The shaking extensity of a given earthquake greatly depends on factors such as topography, epicenter distance, magnitude, and the conditions of the local ground. The Modified Mercalli (MM) intensity scale is used to rate earthquake effects, and it ranges from I to XII (where I is the imperceptible and XII total destruction) (Australian Government, n.d.1).
Although Australia does not sit at the tectonic plate edges, its proximity to the Indo-Australian plate makes it vulnerable to earthquakes (ABC Science, 2012). However, it is the southern part of Australia that receives the most earthquakes based on its proximity to the plate. When tensions and stresses occur on the Indian plate, the energy wave is sufficient enough to reach the southern part of Australia, where it erupts like an earthquake (Stein & Mazzotti, 2007). Earthquakes in Australia with magnitudes below 3.5 rarely cause harm. However, it is important for people to be aware of their environment and understand that being far from the tectonic plates does not mean that the region is immune to earthquakes. The seismic waves can still travel thousands of kilometers underground and unleash terror in areas far away from the source of the tremor.

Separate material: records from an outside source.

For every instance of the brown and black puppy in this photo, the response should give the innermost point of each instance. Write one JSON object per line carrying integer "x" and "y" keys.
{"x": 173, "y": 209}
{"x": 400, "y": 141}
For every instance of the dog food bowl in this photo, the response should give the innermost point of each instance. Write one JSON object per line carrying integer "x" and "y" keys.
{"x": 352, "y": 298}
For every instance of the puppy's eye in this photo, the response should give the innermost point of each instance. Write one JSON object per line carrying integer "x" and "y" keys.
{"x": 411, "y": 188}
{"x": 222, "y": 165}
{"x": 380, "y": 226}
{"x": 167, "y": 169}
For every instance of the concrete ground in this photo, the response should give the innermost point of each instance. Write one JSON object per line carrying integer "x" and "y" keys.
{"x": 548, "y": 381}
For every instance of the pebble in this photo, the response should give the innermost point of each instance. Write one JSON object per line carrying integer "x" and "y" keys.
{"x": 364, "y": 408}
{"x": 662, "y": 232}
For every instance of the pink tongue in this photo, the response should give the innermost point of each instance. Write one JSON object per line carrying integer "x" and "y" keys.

ABC Science. (2012). What caused the recent earthquakes in Australia? Retrieved from http://www.abc.net.au/science/articles/2012/05/01/3492944.htm
Anderson, M. (2011). Investigating plate tectonics, earthquakes, and volcanoes. New York, NY: Britannica Educational Publishing.
Australian Government. (n.d.1). What is an earthquake? Retrieved from http://www.ga.gov.au/scientific-topics/hazards/earthquake/basics/what
Australian Government. (n.d.2). Where do earthquakes occur? Retrieved from http://www.ga.gov.au/scientific-topics/hazards/earthquake/basics/where
Johnson, D. (2009). The geology of Australia (2nd ed.). Cambridge, UK: Cambridge University Press.
Kusky, T. (2008). Earthquakes: Plate tectonics and earthquake hazards. New York, NY: Infobase Publishing.
Stein, S., & Mazzotti, S. (2007). Continental intraplate earthquakes: Science, hazard, and policy issues. Boulder, CO: Geological Society of America.